Let $M$ be a smooth manifold of dimension $n$. Let $U \subset M$ be an open subset such that the restriction $TM|_U$ is trivial. Let $N$ be a closed submanifold of $M$ contained inside $U$. Does it follow then that $TM|_N$ is trivial as well?
I thought this was a trivial result (simply take $n$ linearly independent sections over $U$ and restrict to $N$), until I played around with Stiefel-Whitney classes and got a contradictory answer.
In particular take $N$ to have codimension $1$, and $N$ and $M$ to be orientable. Let $N$ be not parallelizable. Then $TM|_N \cong TN \oplus \nu$ where $\nu$ is the normal bundle of $N$ inside $M$, and $\oplus$ denotes the Whitney sum. It can be shown that since $\nu$ is a line bundle and $N$ and $M$ are orientable, $\nu$ is trivial. Hence $w_i (TM|_N) = w_i (TN \oplus \nu) = w_i(TN)$.
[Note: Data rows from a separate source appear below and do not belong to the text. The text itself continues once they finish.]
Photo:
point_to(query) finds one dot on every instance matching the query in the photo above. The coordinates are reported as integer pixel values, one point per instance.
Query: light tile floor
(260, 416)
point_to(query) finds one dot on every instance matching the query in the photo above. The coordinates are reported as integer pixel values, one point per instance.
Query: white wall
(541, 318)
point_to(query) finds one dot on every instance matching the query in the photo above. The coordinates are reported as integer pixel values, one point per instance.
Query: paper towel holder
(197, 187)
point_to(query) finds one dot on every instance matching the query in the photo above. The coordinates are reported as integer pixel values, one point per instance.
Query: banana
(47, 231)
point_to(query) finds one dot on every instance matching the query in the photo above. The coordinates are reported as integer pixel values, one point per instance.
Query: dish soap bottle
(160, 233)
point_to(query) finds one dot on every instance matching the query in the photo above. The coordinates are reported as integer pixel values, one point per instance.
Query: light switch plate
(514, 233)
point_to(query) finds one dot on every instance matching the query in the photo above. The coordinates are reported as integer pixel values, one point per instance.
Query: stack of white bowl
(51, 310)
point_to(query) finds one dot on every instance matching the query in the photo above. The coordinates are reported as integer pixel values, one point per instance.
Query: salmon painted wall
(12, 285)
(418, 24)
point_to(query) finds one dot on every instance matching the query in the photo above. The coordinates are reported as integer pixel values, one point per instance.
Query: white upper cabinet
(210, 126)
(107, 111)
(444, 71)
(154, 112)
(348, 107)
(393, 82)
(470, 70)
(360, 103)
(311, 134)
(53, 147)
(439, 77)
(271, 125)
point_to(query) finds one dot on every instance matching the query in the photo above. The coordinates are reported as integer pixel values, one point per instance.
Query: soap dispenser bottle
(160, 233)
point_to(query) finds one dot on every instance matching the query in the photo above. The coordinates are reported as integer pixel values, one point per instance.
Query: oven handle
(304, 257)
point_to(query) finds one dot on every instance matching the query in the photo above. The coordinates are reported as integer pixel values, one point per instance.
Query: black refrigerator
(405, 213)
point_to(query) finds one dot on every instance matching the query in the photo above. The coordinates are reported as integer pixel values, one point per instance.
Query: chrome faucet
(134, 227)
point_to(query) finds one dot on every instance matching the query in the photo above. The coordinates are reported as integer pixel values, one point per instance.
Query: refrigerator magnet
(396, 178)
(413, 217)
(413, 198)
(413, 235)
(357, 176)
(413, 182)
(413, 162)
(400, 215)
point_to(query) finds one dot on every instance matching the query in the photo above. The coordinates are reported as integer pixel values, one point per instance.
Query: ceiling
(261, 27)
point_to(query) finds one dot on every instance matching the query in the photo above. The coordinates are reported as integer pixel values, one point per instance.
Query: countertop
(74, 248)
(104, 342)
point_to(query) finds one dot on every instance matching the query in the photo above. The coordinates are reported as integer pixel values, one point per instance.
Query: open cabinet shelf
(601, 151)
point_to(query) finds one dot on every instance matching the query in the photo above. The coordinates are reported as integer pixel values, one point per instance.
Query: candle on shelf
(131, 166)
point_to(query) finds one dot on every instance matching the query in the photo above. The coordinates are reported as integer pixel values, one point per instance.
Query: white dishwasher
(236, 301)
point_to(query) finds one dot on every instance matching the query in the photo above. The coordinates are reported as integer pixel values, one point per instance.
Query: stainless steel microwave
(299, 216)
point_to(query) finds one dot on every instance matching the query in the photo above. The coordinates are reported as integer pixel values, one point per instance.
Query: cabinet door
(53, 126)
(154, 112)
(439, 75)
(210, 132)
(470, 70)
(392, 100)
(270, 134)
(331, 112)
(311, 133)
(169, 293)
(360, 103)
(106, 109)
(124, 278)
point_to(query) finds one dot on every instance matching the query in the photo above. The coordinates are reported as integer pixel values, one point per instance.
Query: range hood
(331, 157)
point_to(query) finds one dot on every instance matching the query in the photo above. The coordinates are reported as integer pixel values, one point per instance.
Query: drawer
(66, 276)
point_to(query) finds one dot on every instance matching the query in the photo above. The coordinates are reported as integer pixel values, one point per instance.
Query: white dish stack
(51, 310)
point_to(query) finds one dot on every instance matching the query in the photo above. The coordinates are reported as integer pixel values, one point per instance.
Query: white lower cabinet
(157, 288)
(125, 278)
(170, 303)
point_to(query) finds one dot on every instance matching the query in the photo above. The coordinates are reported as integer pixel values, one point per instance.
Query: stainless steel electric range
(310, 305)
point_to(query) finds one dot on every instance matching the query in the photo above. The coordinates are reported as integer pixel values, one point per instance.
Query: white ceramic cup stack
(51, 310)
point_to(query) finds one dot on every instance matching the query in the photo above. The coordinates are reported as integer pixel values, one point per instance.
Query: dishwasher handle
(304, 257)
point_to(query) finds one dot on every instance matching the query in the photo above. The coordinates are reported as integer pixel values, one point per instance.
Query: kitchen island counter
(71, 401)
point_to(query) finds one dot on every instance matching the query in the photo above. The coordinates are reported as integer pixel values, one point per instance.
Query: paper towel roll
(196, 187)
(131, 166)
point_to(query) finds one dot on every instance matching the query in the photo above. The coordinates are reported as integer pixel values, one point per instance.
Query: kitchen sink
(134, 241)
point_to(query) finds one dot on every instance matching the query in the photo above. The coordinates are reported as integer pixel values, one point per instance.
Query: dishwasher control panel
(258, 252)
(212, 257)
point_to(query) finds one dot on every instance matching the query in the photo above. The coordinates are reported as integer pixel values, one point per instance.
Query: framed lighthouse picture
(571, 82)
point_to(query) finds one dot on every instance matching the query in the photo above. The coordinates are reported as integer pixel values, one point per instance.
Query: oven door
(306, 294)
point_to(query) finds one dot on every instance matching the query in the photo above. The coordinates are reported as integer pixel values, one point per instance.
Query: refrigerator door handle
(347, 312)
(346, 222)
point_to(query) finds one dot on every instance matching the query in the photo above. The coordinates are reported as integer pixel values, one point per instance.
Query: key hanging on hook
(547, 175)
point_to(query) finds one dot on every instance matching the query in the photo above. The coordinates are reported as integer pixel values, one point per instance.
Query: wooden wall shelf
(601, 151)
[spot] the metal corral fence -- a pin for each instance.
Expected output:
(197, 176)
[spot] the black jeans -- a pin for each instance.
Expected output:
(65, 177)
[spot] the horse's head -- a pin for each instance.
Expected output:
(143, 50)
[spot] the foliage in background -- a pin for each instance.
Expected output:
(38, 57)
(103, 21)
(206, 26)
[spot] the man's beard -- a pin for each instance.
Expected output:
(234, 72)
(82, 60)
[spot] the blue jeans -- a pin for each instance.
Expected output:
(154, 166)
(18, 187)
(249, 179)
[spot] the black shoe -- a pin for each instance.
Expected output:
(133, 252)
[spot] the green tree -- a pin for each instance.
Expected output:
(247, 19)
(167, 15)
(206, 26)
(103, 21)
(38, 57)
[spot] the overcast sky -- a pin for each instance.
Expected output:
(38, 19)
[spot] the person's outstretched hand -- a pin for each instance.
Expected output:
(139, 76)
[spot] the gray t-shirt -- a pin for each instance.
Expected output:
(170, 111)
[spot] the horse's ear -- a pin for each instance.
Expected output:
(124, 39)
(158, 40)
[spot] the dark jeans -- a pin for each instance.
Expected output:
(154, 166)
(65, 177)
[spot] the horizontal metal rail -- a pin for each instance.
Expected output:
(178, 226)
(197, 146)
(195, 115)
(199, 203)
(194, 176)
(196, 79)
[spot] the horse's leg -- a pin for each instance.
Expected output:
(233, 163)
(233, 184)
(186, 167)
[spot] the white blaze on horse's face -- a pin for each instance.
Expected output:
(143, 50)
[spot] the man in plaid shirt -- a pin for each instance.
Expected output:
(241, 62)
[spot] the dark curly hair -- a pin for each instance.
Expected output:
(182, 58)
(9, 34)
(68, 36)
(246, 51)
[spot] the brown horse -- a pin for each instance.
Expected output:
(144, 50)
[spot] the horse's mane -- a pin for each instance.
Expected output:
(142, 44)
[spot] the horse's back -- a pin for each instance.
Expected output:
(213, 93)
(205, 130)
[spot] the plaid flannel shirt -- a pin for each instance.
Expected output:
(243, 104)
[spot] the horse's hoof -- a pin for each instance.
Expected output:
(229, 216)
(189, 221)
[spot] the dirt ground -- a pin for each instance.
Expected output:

But $TN$ is not trivial, so not all $w_i$ are zero for $i>0$ so $TM|_N$ cannot be trivial, a contradiction.
Clearly I made a mistake somewhere, either at the beginning with the $n$ sections or when working with the Stiefel-Whitney classes, but I can't spot it. Any help in pointing out my mistake would be appreciated.
EDIT: Correction from the discussion in the comments, in the second part, $N$ should have some nonzero Stiefel-Whitney class instead of being just not parallelizable. In this case, there cannot be such an open set $U$ containing it.
The first argument is correct. In addition to the discussion in the comments, a nice example to think about explicitly here is the usual codimension-$1$ embedding of $N = S^2$ into $M = \mathbb{R}^3$. They're both orientable, $N$ is not parallelizable, the normal bundle is trivial, $TM$ is trivial (so we can take $U$ to be, say, a sufficiently large open ball containing $N$, or just all of $M$), and so the pullback of $TM$ to $N$ is also trivial.
This embedding shows that the tangent bundle $TS^2$ is stably trivial (it is trivializable after adding a trivial line; the same is true for every sphere, using the embedding $S^n \hookrightarrow \mathbb{R}^{n+1}$), and in particular all of its Stiefel-Whitney classes vanish. But $TS^2$ is not trivial (by the hairy ball theorem; in terms of characteristic classes, its Euler class does not vanish, and the same is true for every even-dimensional sphere).